A federal court in Vermont quashed the efforts of several marketing research firms to overturn a statewide ban that restricts the use of prescriber-identifiable (PI) data. 


The ban, which prohibits companies from “selling or using PI data for marketing or promoting prescription drugs unless the prescriber consents [by opting-in],” is scheduled to become effective July 1, 2009.


Cathy Betz, VP, government affairs at Wolters Kluwer Health, said the company is “evaluating its legal options, which may include an appeal of Judge Murtha’s decision with the Second Circuit Court of Appeals, as well as seek an injunction against the law’s implementation…pending the appeal review.”
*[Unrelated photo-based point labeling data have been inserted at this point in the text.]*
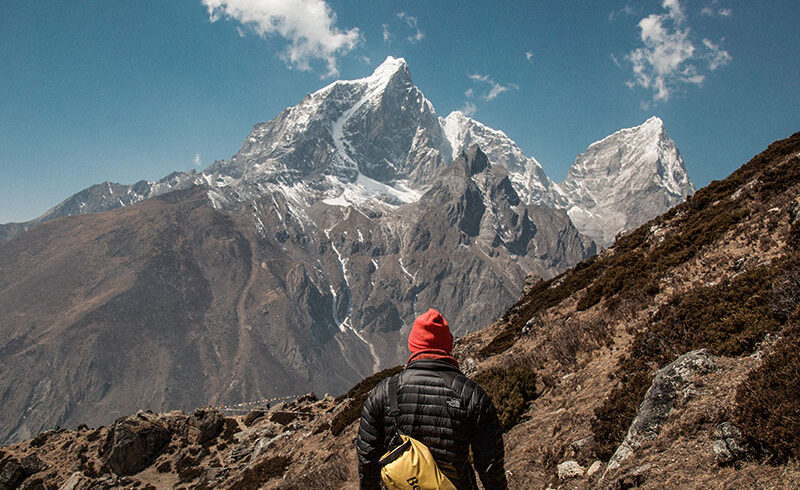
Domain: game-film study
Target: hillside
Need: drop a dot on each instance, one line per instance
(668, 360)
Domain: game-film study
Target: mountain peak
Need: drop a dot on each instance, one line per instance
(387, 70)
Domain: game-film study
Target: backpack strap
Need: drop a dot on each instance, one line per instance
(394, 409)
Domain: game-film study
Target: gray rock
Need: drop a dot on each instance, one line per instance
(253, 416)
(569, 469)
(134, 443)
(203, 426)
(11, 475)
(594, 468)
(670, 383)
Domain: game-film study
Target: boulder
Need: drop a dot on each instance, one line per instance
(11, 475)
(203, 426)
(674, 381)
(569, 469)
(134, 443)
(283, 417)
(253, 415)
(594, 468)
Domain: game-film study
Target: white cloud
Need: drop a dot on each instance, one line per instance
(469, 108)
(717, 56)
(307, 25)
(486, 90)
(669, 58)
(411, 21)
(715, 11)
(494, 88)
(627, 10)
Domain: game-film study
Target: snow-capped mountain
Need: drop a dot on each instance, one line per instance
(377, 143)
(624, 180)
(296, 265)
(526, 174)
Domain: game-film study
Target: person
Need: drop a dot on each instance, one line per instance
(440, 407)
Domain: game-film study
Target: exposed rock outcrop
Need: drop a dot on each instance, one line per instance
(672, 382)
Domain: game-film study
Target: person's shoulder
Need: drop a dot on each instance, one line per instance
(381, 390)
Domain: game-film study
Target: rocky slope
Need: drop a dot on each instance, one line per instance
(665, 361)
(297, 264)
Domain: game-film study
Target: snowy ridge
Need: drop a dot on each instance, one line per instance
(376, 143)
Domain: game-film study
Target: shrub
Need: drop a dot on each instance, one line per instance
(358, 395)
(728, 319)
(511, 388)
(768, 401)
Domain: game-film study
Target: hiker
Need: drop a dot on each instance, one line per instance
(439, 407)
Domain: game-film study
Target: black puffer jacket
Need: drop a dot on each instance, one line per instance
(445, 410)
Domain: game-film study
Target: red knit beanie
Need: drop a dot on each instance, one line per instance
(430, 331)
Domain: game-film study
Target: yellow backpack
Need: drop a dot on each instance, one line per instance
(410, 465)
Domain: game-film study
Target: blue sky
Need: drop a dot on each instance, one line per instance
(124, 90)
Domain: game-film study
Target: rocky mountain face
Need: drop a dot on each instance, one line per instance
(298, 264)
(667, 360)
(624, 180)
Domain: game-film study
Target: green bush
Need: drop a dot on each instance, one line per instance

Unlike IMS Health vs. Ayotte in New Hampshire, the Vermont decision does view PI data as protected commercial speech. However, the court upheld the “opt-in” provision—the meat of the ban—citing an allowance for restriction if it a) supports a substantial government interest; b) directly advances the asserted interest; and c) is not more extensive than is necessary to serve that interest.


“The law is sustainable on cost containment and public health interests, which are substantial,” the court decided. 


Betz disputed the court’s suggestion that the use of PI data leads to higher costs. 


“There is no evidence—empirical or otherwise—that the specific use of PI information for commercial purposes increases healthcare costs,” said Betz. “Likewise, assertions that these data are used to influence physicians to prescribe only more expensive brand name drugs are unfounded,” she said.